Working for Facebook is a morally bankrupt position. If you are an engineer you have plenty of job opportunities available to you and there is no excuse for you to continue contributing your labor and time to a wholly malignant organization. At a certain point one has to ask how we as an industry will start dealing with those who continue to take a paycheck from Facebook even in the face of constant and horrific evidence of wholesale ethical violations and negligence.
The parent poster is calling on them to do just this with regard to Facebook.
There is nothing wrong with that call, and it doesn’t impugn your friends unless they ultimately fail to re-evaluate the company.
What about those who argued for React to move to a more reasonable license? What about those who pushed for open sourcing code and hardware in the first place?
Companies at the 25k+ employee size are complex, often internally-disagreeing enterprises. Code may be pure, but resource allocation (programmer time) is political.

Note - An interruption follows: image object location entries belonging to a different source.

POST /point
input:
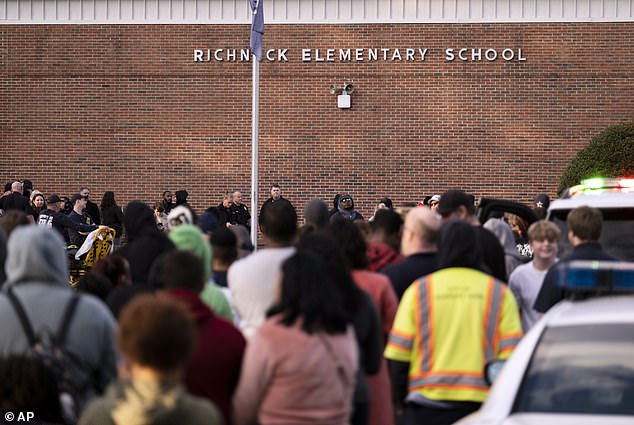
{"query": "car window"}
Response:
(581, 369)
(617, 237)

Of the recent Facebook news (e.g. shadow profile and 2FA phone numbers being used for ad targeting)... "we had bugs in our code" is by far the least ethically problematic.
I think that is clearly a fallacy.
Nobody is arguing that every individual within Facebook is an unethical person.
The argument is that the overall project is unethical and the ethical people within it should take that possibility seriously.
For more philosophical background on this idea:
And is ridiculous, for anyone who's worked in the real world.
We all make ethical compromises, and have worked for companies that made ethical decisions we didn't agree with.
That was the crux of the Nuremberg Trials: what portion of an endeavor's ethical decisions can be assigned to an individual.
The answer was "more than none, but less than all."